Judge of the United States Court of Appeals for the Ninth Circuit
- Incumbent
- Assumed office May 18, 2006
- Appointed by: George W. Bush
- Preceded by: A. Wallace Tashima

Personal details
- Born: Milan Dale Smith Jr. 1942 (age 83–84) Pendleton, Oregon, U.S.
- Relatives: Gordon H. Smith (brother)
- Education: Brigham Young University (BA) University of Chicago (JD)

= Milan Smith =

American judge (born 1942)

Milan Dale Smith Jr. (born 1942) is an American attorney and jurist serving as a United States circuit judge of the United States Court of Appeals for the Ninth Circuit. Smith's brother, Gordon H. Smith, was a Republican U.S. Senator from 1997 to 2009. Milan Smith is neither a Republican nor a Democrat, and he considers himself to be a political independent. Smith is married to Kathleen Denise Crane, a trust and estates attorney.

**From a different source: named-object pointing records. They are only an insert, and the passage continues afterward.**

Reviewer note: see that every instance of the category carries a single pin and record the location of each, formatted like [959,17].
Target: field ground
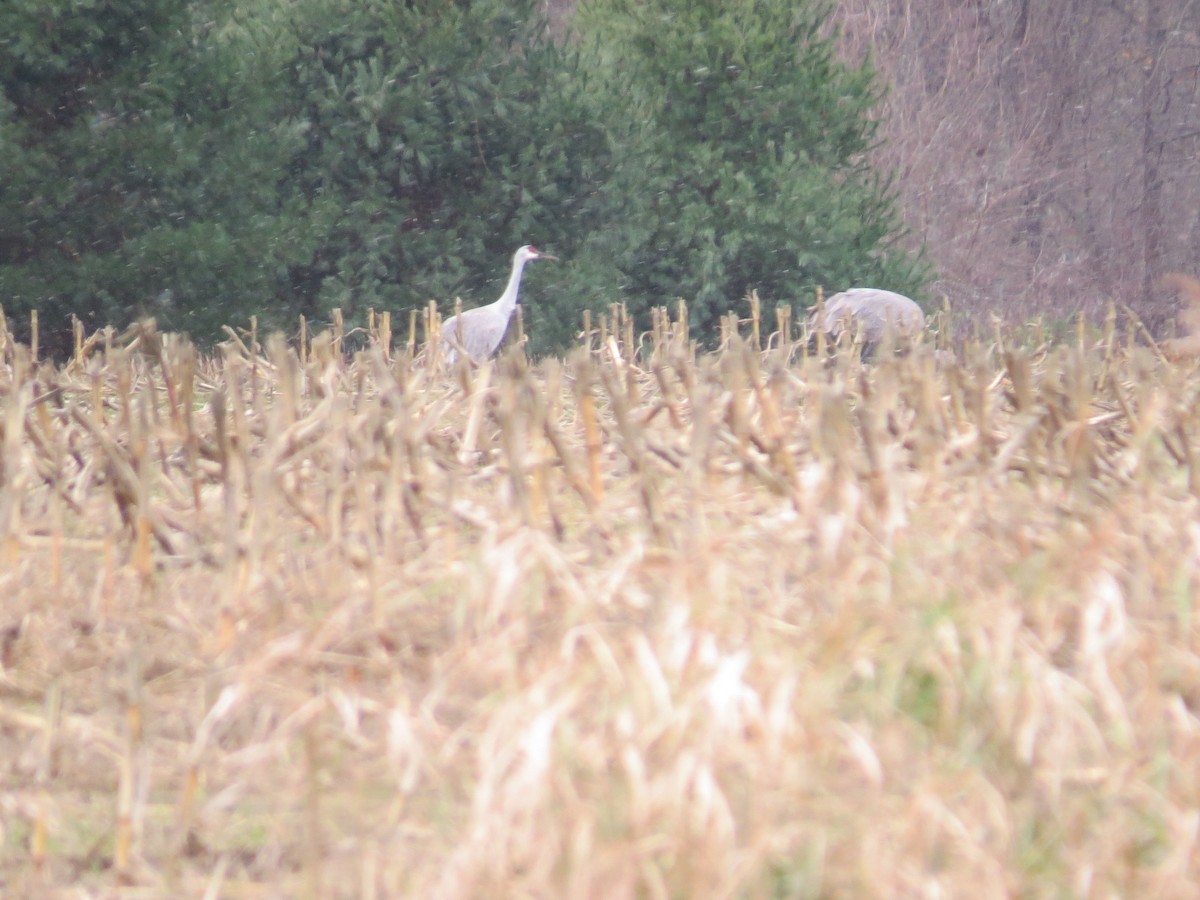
[637,624]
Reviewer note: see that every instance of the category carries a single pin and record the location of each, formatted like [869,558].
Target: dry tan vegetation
[645,623]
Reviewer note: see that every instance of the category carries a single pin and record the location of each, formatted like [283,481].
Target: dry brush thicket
[291,622]
[1045,150]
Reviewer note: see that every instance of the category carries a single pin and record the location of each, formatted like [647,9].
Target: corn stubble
[641,623]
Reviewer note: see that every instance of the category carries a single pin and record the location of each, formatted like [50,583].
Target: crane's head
[531,252]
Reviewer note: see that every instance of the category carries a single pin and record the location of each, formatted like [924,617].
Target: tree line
[202,161]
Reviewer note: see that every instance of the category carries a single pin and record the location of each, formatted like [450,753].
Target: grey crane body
[870,312]
[480,331]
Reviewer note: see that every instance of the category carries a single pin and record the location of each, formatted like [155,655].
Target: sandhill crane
[868,311]
[479,331]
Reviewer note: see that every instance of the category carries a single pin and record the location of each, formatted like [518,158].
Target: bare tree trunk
[1152,141]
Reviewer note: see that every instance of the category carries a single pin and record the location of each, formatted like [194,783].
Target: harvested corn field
[291,621]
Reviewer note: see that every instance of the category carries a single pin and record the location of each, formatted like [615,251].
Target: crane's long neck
[508,301]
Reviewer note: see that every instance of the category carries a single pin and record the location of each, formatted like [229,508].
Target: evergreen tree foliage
[141,173]
[208,160]
[741,144]
[444,136]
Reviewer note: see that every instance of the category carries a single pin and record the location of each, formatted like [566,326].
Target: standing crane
[869,311]
[479,331]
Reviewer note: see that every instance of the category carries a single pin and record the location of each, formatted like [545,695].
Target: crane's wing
[870,310]
[477,331]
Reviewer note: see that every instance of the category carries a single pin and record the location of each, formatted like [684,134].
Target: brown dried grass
[643,623]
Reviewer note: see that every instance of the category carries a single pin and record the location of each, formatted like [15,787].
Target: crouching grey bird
[869,312]
[479,331]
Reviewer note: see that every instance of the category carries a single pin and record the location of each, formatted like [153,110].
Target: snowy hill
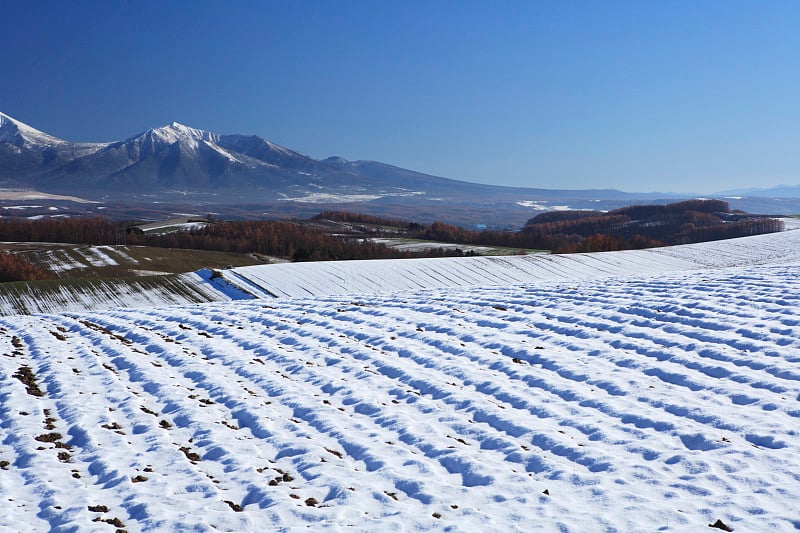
[633,400]
[356,278]
[25,151]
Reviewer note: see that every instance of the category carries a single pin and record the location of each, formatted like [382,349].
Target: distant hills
[180,164]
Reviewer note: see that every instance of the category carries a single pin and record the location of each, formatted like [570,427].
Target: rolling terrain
[631,395]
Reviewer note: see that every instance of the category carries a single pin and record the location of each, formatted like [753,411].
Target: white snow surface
[643,398]
[296,280]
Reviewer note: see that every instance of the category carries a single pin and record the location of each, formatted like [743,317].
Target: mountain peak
[18,133]
[177,132]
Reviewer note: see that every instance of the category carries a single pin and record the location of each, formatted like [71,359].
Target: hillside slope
[639,403]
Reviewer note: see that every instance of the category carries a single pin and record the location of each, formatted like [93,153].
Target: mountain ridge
[180,164]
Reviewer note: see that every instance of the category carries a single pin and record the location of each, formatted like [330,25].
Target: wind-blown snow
[632,403]
[296,280]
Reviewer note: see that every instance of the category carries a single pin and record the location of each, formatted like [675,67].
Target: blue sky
[671,96]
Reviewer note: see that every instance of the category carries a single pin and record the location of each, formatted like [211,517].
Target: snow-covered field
[652,391]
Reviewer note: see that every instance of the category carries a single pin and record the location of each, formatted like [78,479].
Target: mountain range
[180,163]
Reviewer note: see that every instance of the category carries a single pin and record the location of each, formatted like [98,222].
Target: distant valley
[176,168]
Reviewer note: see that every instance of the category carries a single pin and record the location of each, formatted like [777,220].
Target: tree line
[634,227]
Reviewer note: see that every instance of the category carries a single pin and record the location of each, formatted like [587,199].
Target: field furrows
[676,397]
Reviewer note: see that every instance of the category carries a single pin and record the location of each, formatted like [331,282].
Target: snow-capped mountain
[181,163]
[26,151]
[176,157]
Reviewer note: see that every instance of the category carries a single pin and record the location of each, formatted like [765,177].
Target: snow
[14,131]
[296,280]
[638,391]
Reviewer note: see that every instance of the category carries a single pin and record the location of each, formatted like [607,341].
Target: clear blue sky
[678,95]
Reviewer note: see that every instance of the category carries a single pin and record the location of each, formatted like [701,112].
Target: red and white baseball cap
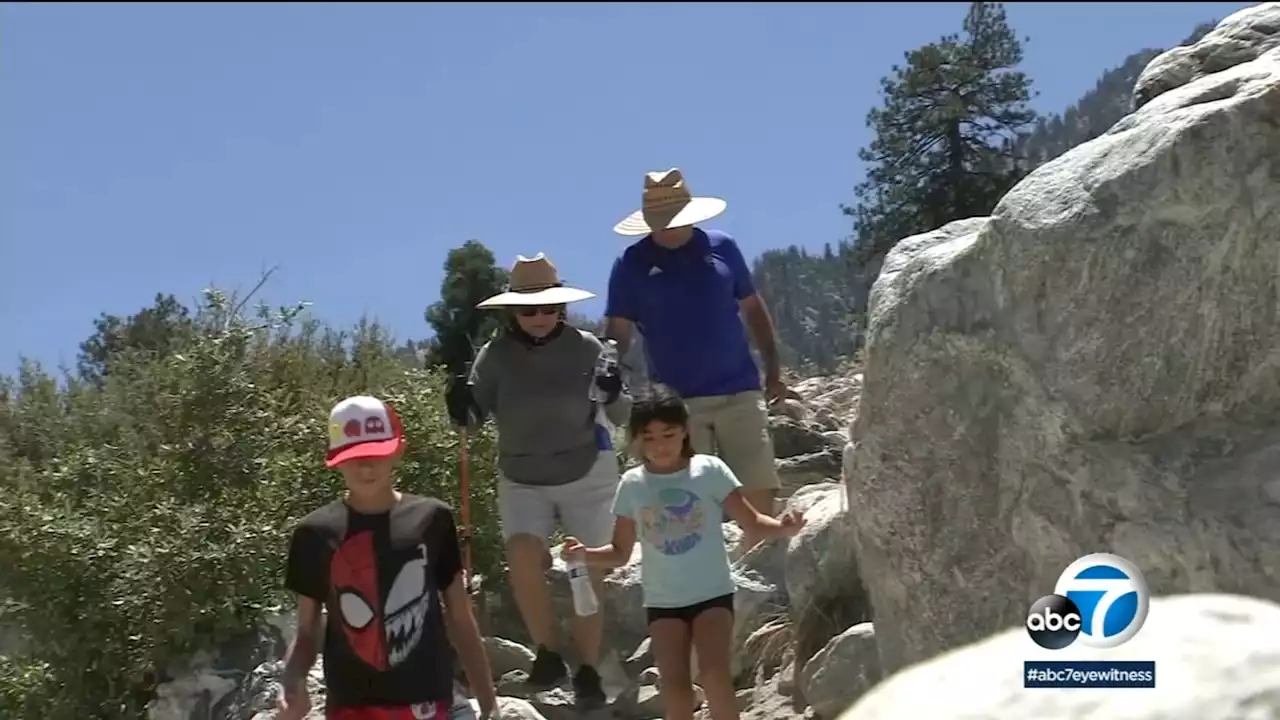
[362,427]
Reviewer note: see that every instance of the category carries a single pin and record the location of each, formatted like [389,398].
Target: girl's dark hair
[668,410]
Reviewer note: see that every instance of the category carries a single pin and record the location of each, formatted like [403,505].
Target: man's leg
[586,511]
[741,429]
[702,411]
[528,519]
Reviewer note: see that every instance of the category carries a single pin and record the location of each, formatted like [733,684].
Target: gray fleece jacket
[538,393]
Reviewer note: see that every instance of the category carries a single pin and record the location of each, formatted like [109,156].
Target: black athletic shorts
[690,611]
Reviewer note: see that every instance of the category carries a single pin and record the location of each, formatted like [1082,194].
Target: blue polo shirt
[685,301]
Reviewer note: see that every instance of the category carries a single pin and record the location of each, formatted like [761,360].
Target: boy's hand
[791,520]
[293,703]
[574,548]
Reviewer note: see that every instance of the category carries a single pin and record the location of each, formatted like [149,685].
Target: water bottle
[584,595]
[606,364]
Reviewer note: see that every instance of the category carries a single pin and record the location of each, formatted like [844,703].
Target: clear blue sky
[165,147]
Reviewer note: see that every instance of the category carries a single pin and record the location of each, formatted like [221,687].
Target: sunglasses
[540,310]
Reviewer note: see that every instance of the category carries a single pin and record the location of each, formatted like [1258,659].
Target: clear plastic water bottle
[606,364]
[580,583]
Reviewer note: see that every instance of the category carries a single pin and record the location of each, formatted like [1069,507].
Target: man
[689,290]
[380,563]
[556,460]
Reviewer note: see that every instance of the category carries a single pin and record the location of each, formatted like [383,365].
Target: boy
[380,563]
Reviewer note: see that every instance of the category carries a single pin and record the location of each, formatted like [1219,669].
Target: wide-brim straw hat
[667,204]
[534,281]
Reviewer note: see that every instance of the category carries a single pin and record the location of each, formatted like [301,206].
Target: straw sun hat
[667,204]
[534,281]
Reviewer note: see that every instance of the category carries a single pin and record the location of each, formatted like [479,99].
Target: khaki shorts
[736,428]
[584,507]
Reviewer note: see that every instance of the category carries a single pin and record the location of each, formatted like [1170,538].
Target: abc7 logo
[1054,621]
[1118,600]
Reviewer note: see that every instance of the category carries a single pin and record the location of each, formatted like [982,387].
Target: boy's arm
[304,650]
[458,616]
[470,646]
[305,573]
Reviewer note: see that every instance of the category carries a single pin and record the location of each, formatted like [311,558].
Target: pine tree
[470,276]
[945,136]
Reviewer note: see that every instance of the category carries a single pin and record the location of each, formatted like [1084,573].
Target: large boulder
[1093,368]
[1215,659]
[1238,39]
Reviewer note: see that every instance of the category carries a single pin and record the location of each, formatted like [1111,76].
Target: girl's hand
[572,548]
[791,522]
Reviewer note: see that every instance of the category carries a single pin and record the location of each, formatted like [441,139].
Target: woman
[554,451]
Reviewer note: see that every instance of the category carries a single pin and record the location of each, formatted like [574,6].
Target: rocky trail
[809,431]
[1092,368]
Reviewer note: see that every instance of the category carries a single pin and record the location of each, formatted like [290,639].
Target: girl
[673,502]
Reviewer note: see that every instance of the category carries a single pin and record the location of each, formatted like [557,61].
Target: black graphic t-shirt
[380,577]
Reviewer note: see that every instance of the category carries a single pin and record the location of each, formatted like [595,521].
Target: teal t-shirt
[682,555]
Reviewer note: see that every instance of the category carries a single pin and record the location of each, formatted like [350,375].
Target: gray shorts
[584,507]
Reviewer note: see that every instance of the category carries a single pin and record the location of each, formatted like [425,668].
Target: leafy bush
[147,518]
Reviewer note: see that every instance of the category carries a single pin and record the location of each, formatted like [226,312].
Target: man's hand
[611,384]
[775,388]
[293,703]
[572,548]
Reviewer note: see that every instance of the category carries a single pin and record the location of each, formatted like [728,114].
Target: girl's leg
[713,630]
[671,638]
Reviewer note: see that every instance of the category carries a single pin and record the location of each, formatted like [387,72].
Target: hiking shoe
[586,687]
[548,669]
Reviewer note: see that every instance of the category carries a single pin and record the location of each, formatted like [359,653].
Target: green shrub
[149,518]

== Early life and education ==
Smith was born in Pendleton, Oregon. He is the son of Milan D. Smith, Sr., who served as chief of staff of the Department of Agriculture under Secretary Ezra Taft Benson. Smith received a Bachelor of Arts degree from Brigham Young University in 1966. Smith attended the University of Chicago Law School on a full-tuition scholarship, graduating in 1969 with a J.D. degree.

== Career ==
After law school, Smith became an associate attorney at the Los Angeles firm of O'Melveny & Myers.
In 1972, Smith left O'Melveny to co-found his own law firm, Smith & Hilbig, which eventually became Smith, Crane, Robinson & Parker. He was a President-General Counsel of the Los Angeles State Building Authority from 1983 to 2006. Smith was a Vice Chairman of the California Fair Employment and Housing Commission from 1987 to 1991.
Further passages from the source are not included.